Church

Um egal wohin zu kommen, musste ich immer diese schmale geteerte Küstenstraße benutzen. Sie ist die Hauptschlagader der ganzen Region. Wie eine in Holz eingefasste Intarsie führt sie zweispurig durch die schmale Küstenlandschaft und die Autos balancieren auf ihr wie auf einem Turnbalken. Links kilometerlang hohe Dünen und rechts Wald, Wiesen und Wattlandschaft. Sonst nichts. Kilometerweit nichts. Keine Häuser, keine Höfe, keine Zivilisation, nichts. Als durchführe man einen weißen Fleck auf einer Landkarte. Dabei kam ich auch immer an einem kleinen Kiefernhain vorbei. Ungefähr in der Mitte führte eine kleine Straße hinein.

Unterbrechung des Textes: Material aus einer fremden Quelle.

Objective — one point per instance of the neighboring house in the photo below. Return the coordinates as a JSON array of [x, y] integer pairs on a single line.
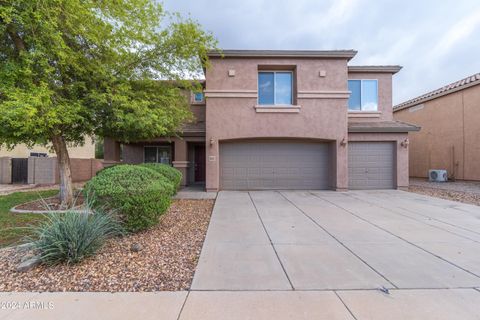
[[287, 120], [38, 165], [87, 151], [450, 135]]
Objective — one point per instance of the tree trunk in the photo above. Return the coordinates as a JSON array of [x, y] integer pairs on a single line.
[[63, 160]]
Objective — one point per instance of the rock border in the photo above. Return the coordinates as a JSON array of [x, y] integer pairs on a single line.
[[15, 210]]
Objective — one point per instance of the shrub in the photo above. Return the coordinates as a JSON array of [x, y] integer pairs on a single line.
[[138, 195], [172, 174], [72, 236]]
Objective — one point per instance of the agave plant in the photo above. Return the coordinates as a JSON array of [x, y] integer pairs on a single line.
[[69, 237]]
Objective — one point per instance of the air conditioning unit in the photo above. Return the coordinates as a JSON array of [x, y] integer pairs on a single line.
[[437, 175]]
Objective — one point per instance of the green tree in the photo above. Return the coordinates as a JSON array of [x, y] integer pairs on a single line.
[[70, 68]]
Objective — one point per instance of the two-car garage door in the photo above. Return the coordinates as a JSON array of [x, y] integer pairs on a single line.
[[274, 165]]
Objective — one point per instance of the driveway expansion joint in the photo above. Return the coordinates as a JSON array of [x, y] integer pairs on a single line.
[[271, 242], [340, 242], [403, 239]]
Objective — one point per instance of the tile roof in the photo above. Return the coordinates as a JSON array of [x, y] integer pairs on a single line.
[[348, 54], [381, 126], [452, 87]]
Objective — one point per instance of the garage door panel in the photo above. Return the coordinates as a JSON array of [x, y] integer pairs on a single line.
[[371, 165], [274, 165]]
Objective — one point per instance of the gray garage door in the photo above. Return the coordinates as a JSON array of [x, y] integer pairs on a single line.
[[274, 165], [371, 165]]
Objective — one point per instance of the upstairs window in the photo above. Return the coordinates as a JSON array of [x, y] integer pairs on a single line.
[[198, 97], [275, 88], [364, 95]]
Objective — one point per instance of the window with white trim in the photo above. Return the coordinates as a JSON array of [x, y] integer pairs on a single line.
[[275, 88], [198, 97], [158, 154], [364, 95]]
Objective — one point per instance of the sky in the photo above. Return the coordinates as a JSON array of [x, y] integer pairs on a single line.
[[436, 41]]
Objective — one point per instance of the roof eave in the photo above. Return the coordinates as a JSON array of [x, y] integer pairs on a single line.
[[345, 54], [374, 69], [383, 130]]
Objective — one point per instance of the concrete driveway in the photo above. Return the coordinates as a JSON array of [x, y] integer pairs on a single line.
[[310, 255], [351, 245]]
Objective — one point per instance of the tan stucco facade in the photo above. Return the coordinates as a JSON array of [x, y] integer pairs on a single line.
[[86, 151], [322, 105], [319, 113], [450, 135]]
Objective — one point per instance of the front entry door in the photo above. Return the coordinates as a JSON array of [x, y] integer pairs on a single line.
[[20, 170], [199, 163]]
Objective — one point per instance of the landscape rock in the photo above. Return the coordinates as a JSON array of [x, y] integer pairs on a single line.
[[136, 247], [28, 264]]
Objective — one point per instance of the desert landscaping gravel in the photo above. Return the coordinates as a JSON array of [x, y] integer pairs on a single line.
[[162, 258], [460, 196]]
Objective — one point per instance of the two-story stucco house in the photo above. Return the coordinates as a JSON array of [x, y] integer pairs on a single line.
[[287, 120]]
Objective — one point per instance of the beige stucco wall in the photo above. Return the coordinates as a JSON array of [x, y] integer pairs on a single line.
[[235, 117], [450, 135], [87, 151]]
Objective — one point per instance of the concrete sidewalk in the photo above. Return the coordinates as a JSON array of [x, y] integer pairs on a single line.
[[436, 304]]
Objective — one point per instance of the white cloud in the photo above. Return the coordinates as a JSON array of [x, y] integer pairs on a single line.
[[435, 41]]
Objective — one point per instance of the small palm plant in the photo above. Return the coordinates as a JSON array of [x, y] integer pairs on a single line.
[[71, 236]]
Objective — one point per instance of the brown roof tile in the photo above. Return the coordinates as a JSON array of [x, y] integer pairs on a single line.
[[381, 126], [452, 87]]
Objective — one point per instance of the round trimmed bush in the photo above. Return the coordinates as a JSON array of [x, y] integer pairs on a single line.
[[172, 174], [137, 194]]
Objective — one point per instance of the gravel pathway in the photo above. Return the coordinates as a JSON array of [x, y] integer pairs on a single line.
[[11, 188], [458, 186], [459, 196], [166, 262]]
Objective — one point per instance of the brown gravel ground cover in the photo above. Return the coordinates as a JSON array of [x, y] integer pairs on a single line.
[[52, 203], [465, 197], [166, 262]]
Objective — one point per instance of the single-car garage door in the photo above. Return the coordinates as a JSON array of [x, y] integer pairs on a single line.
[[274, 165], [371, 165]]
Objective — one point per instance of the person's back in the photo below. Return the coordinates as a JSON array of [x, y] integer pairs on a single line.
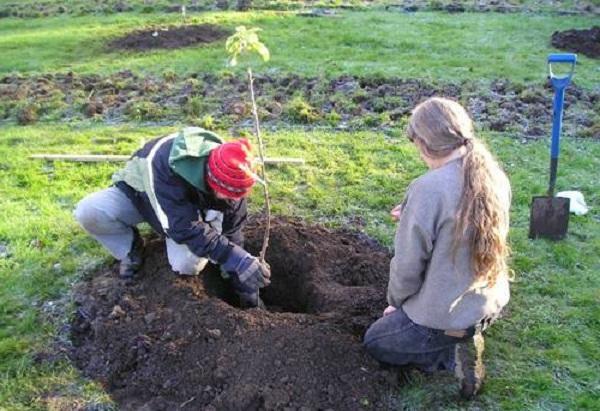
[[448, 277], [448, 298]]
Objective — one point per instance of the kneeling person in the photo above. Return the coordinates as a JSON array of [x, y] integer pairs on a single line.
[[192, 187]]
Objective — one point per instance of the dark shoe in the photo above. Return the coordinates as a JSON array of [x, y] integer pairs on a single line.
[[469, 368], [132, 263]]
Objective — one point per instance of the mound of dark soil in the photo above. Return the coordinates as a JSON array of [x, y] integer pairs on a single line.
[[170, 38], [165, 343], [579, 41]]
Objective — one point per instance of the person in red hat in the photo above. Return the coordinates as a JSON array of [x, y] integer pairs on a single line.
[[190, 186]]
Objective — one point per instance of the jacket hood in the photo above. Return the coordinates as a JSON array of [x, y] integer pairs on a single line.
[[189, 154]]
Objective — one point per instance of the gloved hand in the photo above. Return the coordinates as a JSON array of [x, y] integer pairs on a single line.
[[247, 269]]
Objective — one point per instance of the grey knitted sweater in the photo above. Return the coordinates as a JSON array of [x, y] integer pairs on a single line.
[[435, 288]]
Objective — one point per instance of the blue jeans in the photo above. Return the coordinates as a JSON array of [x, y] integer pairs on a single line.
[[395, 339]]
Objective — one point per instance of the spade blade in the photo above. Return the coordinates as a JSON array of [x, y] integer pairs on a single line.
[[549, 217]]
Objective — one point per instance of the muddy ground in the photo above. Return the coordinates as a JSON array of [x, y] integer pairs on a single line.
[[41, 8], [345, 103], [585, 41], [166, 343], [169, 37]]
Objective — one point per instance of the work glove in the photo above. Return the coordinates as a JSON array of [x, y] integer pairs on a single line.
[[247, 270]]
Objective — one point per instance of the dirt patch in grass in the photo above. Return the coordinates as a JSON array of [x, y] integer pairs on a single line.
[[586, 41], [33, 8], [168, 343], [344, 103], [170, 37]]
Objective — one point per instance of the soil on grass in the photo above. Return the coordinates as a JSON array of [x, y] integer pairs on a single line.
[[44, 8], [164, 343], [345, 102], [170, 38], [586, 41]]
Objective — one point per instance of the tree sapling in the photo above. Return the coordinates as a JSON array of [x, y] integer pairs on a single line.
[[243, 43]]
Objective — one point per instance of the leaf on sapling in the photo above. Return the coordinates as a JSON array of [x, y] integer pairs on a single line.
[[245, 41]]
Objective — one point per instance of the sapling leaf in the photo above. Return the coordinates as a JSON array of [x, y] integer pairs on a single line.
[[243, 42]]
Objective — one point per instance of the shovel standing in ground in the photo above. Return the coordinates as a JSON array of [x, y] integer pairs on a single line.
[[549, 214]]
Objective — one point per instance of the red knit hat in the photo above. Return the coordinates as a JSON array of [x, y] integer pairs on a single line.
[[228, 171]]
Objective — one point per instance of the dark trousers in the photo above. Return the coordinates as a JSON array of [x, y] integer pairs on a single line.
[[395, 339]]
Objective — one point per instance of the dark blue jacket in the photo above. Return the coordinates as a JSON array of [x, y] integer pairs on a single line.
[[175, 204]]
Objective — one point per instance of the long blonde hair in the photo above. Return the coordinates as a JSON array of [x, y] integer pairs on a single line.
[[439, 126]]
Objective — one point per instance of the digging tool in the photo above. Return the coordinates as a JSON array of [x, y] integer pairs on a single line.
[[549, 214]]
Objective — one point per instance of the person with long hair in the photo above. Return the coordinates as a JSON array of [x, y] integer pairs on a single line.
[[449, 277]]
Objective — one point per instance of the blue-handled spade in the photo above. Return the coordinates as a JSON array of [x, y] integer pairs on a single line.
[[549, 214]]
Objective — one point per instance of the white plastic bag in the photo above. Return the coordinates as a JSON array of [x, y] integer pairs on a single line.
[[577, 205]]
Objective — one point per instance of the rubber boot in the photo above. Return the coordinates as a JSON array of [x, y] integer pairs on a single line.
[[469, 368], [132, 263]]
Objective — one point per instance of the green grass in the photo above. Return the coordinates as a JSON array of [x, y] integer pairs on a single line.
[[543, 355], [433, 46]]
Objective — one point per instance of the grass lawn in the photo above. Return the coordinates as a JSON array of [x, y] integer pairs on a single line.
[[543, 355], [432, 46]]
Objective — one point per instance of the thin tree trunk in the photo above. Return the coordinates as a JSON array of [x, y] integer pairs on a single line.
[[263, 175]]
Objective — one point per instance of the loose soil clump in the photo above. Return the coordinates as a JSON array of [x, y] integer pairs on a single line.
[[166, 342], [170, 38], [586, 41]]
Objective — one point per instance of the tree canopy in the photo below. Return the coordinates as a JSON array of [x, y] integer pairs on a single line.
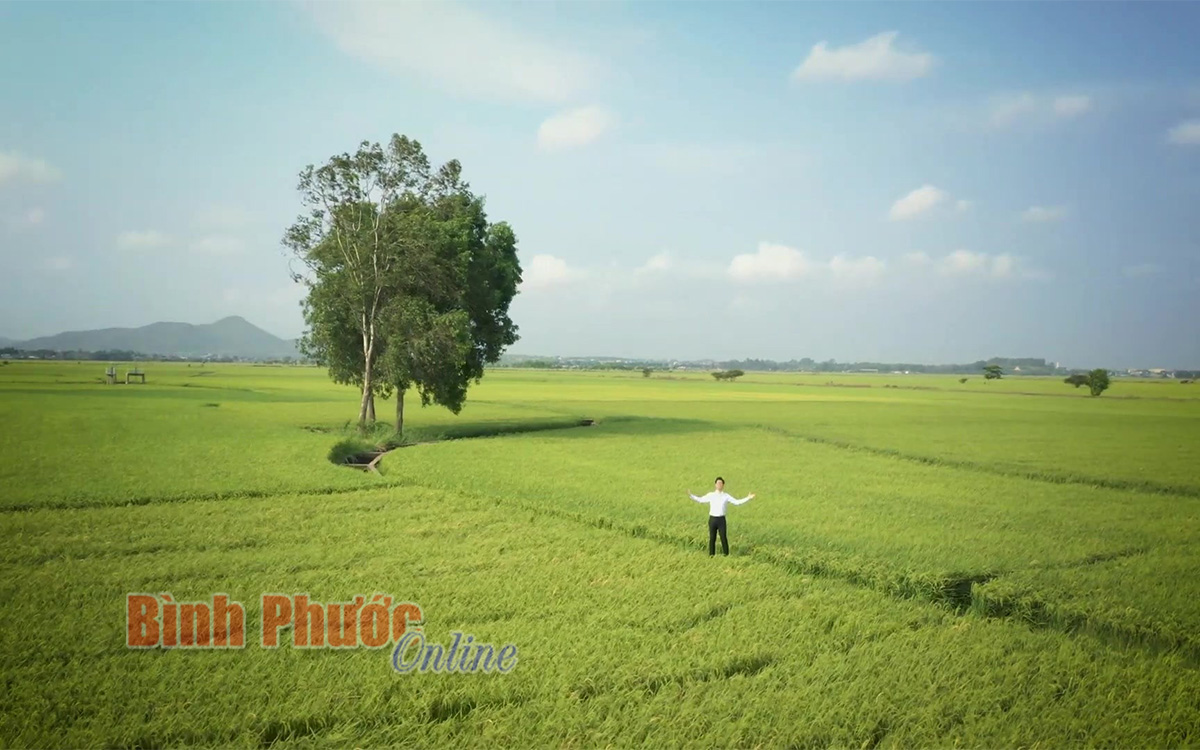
[[408, 283]]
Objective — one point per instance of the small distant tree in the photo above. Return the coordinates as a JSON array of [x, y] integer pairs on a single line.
[[1077, 379]]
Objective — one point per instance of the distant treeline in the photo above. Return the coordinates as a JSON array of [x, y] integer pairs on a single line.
[[125, 355], [1027, 365]]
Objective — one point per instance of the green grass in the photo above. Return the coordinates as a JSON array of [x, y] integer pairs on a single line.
[[622, 641], [927, 563]]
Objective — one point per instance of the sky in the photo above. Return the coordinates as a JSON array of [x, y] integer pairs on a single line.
[[917, 183]]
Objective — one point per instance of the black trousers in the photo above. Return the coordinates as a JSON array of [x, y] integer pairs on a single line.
[[717, 523]]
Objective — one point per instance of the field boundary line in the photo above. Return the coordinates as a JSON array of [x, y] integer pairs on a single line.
[[958, 593], [1053, 478]]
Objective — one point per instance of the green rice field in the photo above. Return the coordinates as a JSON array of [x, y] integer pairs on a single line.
[[925, 563]]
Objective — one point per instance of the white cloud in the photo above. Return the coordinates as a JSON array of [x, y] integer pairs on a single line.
[[965, 263], [545, 271], [917, 203], [867, 269], [773, 262], [1072, 106], [1044, 214], [1185, 133], [657, 264], [142, 239], [874, 59], [454, 48], [219, 245], [15, 166], [574, 127], [1011, 109], [1143, 269]]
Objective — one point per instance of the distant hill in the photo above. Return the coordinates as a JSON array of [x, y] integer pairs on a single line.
[[233, 336]]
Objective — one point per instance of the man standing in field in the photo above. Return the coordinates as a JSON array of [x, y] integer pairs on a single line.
[[717, 502]]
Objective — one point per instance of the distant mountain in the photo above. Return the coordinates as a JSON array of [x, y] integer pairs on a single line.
[[233, 336]]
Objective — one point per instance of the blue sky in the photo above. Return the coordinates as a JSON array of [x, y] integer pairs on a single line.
[[861, 181]]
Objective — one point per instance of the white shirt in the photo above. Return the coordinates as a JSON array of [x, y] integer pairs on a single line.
[[717, 502]]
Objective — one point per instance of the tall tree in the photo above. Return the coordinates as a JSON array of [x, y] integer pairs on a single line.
[[445, 330], [408, 283]]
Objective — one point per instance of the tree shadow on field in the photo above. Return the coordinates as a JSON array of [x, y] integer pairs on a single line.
[[641, 426], [575, 427]]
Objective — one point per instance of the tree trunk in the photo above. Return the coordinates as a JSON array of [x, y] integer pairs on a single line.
[[366, 407]]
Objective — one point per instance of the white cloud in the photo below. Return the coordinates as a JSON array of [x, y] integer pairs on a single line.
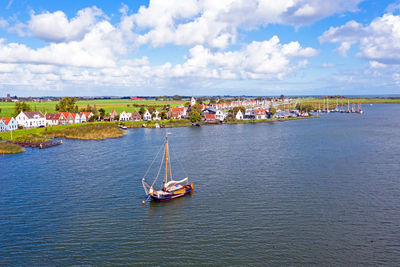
[[378, 41], [55, 27], [215, 23]]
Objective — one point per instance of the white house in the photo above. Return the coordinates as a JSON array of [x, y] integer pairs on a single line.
[[31, 119], [2, 126], [147, 116], [77, 117], [219, 115], [239, 115], [125, 116], [156, 118]]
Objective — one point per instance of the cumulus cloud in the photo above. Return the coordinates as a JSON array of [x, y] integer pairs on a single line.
[[378, 41], [267, 59], [55, 27], [216, 23]]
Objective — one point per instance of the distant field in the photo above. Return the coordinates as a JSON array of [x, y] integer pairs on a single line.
[[119, 105], [351, 100]]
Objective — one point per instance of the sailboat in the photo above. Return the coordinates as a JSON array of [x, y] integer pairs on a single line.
[[171, 189]]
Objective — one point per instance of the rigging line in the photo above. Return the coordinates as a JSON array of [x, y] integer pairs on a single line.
[[153, 160], [170, 164], [159, 170], [181, 165]]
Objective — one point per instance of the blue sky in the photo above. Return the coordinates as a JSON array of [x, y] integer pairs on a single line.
[[199, 47]]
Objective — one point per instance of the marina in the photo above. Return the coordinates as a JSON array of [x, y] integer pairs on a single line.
[[284, 193]]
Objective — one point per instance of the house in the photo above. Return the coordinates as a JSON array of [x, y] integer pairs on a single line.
[[209, 116], [239, 115], [31, 119], [2, 126], [136, 116], [85, 116], [147, 116], [113, 114], [55, 119], [10, 124], [77, 117], [156, 118], [219, 115], [260, 113], [69, 119], [250, 114], [125, 116], [177, 112]]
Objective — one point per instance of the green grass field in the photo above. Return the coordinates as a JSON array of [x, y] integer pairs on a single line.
[[119, 105]]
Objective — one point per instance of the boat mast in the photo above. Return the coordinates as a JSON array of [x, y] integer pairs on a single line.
[[166, 160]]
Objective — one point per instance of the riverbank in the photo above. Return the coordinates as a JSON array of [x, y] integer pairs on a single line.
[[9, 148]]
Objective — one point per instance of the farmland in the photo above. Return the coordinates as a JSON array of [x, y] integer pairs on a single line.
[[119, 105]]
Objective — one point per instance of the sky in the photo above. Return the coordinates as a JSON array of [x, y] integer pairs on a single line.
[[199, 47]]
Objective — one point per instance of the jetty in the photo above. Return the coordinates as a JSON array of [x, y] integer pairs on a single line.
[[38, 144]]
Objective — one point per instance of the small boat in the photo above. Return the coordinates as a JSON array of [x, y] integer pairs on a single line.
[[171, 189]]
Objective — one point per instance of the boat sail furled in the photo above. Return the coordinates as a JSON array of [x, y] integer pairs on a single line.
[[171, 189]]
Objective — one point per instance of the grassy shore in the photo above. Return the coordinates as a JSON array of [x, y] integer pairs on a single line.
[[119, 105], [9, 148], [88, 132], [267, 120]]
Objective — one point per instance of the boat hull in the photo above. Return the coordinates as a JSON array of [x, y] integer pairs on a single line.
[[165, 196]]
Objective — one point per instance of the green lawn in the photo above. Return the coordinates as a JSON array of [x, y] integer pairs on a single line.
[[119, 105]]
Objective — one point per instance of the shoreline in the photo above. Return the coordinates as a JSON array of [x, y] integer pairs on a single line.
[[97, 130]]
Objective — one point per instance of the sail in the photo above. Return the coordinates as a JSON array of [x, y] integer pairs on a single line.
[[172, 182]]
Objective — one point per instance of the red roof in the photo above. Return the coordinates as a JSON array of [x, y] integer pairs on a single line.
[[179, 110], [209, 116], [6, 120]]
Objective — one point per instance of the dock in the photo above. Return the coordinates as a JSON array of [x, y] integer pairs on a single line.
[[38, 144]]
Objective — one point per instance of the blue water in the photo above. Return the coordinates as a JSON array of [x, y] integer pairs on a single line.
[[309, 192]]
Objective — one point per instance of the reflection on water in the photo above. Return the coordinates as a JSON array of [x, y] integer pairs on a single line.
[[320, 191]]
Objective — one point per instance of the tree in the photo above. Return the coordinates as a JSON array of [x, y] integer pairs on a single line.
[[94, 110], [142, 111], [194, 116], [21, 107], [102, 112], [272, 111], [151, 109], [163, 115], [67, 104], [196, 107]]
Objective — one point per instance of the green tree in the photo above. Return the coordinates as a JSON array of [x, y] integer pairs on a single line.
[[67, 104], [94, 110], [163, 115], [142, 110], [151, 109], [196, 107], [272, 111], [21, 106], [102, 112], [194, 116]]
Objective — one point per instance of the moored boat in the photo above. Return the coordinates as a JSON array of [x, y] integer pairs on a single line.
[[171, 188]]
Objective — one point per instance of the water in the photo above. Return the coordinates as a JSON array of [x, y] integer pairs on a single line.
[[319, 191]]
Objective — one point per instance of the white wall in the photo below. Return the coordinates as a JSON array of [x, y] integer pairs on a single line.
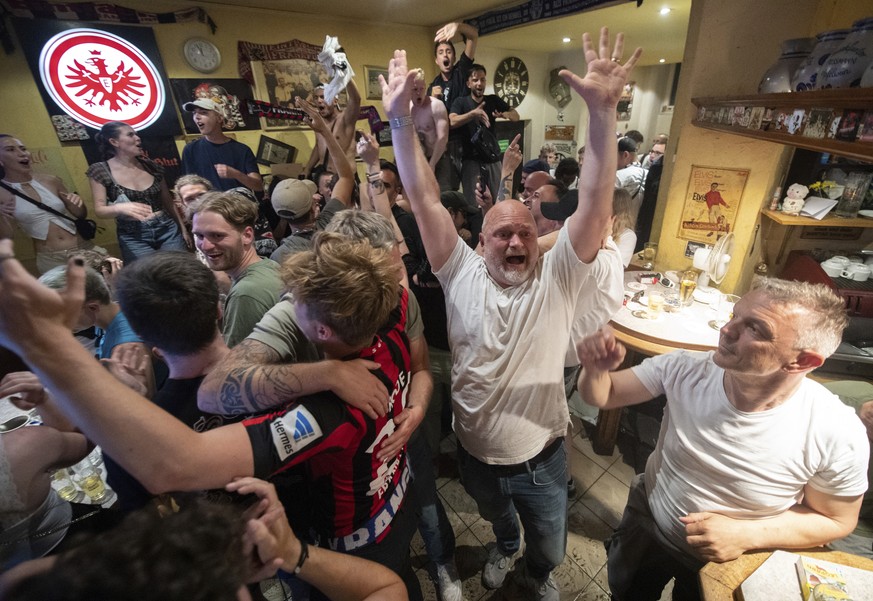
[[652, 92]]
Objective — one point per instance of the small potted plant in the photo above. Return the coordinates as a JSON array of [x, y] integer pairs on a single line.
[[827, 189]]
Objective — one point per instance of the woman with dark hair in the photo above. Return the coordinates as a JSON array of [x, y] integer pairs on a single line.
[[131, 188], [55, 239]]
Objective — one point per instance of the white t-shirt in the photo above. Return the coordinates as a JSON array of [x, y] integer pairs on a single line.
[[712, 457], [627, 241], [508, 347], [603, 294]]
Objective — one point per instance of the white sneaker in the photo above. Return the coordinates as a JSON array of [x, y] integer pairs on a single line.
[[496, 568], [448, 583]]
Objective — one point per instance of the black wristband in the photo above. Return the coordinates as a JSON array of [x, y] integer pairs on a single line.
[[304, 553]]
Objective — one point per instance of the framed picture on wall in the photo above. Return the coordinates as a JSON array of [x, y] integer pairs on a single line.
[[272, 151], [371, 74], [282, 82], [711, 203]]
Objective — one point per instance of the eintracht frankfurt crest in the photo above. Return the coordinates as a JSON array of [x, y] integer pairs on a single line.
[[95, 77]]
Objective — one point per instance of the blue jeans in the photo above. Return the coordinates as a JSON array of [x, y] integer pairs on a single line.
[[140, 238], [538, 496], [640, 561], [433, 523]]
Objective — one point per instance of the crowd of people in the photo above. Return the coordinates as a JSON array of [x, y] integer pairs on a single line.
[[315, 335]]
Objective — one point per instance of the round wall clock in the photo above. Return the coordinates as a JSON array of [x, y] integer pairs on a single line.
[[202, 55], [511, 81]]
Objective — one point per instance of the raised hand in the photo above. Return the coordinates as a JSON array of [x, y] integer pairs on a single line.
[[28, 390], [604, 82], [601, 351], [31, 314], [367, 148], [397, 90], [315, 120]]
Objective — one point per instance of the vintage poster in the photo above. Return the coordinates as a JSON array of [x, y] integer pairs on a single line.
[[711, 203]]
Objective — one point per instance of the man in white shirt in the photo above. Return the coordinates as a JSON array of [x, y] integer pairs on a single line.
[[509, 315], [751, 453]]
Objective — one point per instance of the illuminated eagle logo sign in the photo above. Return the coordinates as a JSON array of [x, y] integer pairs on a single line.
[[116, 89], [95, 77]]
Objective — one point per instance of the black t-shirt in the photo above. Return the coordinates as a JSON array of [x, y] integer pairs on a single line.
[[455, 87], [461, 106], [178, 398]]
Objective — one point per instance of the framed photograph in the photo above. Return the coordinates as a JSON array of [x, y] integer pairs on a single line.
[[282, 82], [229, 94], [272, 151], [371, 74], [711, 203]]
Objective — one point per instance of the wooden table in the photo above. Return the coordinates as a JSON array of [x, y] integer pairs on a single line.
[[688, 329], [718, 581]]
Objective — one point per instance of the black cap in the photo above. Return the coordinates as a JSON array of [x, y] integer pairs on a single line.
[[456, 201], [535, 165], [559, 211]]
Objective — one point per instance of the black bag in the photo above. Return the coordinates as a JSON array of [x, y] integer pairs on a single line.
[[87, 228], [485, 144]]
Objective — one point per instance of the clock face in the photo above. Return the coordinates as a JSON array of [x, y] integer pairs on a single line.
[[202, 55], [511, 81]]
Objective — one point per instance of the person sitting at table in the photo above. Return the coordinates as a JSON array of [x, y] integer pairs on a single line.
[[208, 551], [34, 520], [751, 453]]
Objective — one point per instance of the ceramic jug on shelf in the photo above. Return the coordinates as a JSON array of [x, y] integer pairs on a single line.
[[778, 77], [846, 65], [804, 77]]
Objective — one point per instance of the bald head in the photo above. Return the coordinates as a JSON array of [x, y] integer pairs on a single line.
[[509, 241]]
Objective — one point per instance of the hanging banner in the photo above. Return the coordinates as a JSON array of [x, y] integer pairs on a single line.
[[530, 12], [99, 74]]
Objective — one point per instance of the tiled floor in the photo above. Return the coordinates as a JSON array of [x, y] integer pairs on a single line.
[[602, 484]]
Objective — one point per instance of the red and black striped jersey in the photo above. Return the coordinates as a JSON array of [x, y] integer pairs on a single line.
[[355, 495]]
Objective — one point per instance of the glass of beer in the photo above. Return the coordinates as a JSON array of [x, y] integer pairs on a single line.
[[90, 481], [64, 485], [687, 285], [655, 305], [650, 251]]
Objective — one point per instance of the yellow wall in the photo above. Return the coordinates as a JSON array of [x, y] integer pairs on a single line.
[[729, 46], [24, 114]]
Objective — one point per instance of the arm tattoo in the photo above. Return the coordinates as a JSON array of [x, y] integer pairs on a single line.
[[256, 380]]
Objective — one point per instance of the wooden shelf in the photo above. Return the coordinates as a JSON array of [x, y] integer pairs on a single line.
[[839, 99], [783, 219]]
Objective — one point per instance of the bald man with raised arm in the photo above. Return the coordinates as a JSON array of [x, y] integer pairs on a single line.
[[505, 311], [751, 455]]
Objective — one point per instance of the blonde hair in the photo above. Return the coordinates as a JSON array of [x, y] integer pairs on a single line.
[[347, 285], [236, 210], [623, 210], [822, 318]]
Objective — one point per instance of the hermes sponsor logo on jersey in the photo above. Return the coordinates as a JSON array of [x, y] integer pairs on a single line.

So schmal und unscheinbar, dass man sie leicht übersah und sie auch nur bei entsprechend langsamen Tempo kurz einsehen konnte. Am Ende dieser Kiefernallee erspähte ich in etwa 1 km Entfernung eine kleine weiße Kirche. Mitten im nichts. Dort wohnt weit und breit niemand, der dorthin zu Fuß gelangen könnte. Sie machte mich neugierig. Sie liegt auf einer kleinen Anhöhe am Ende des Kiefernwäldchens. Es erinnerte mich irgendwie an eine Miniwarft. Zu ihren Füßen ein Friedhof. Wer hier liegt, der liegt sehr einsam. Möchte man seine Liebsten auch über den Tod hinaus um sich wissen, dann ist dieser hier der verkehrte Ort, sie zu bestatten. Ich schaue auf den Friedhof. Storms Schimmelreiter kommt mir in den Sinn. Der würde hier gut herpassen. Hier gibt es aber keine Deiche und demzufolge auch keinen Deichgrafen, der mir des Weges geritten kommen könnte. Dennoch gruselt es mich an diesem Ort. Wohlig ist anders. Ich will hier weg.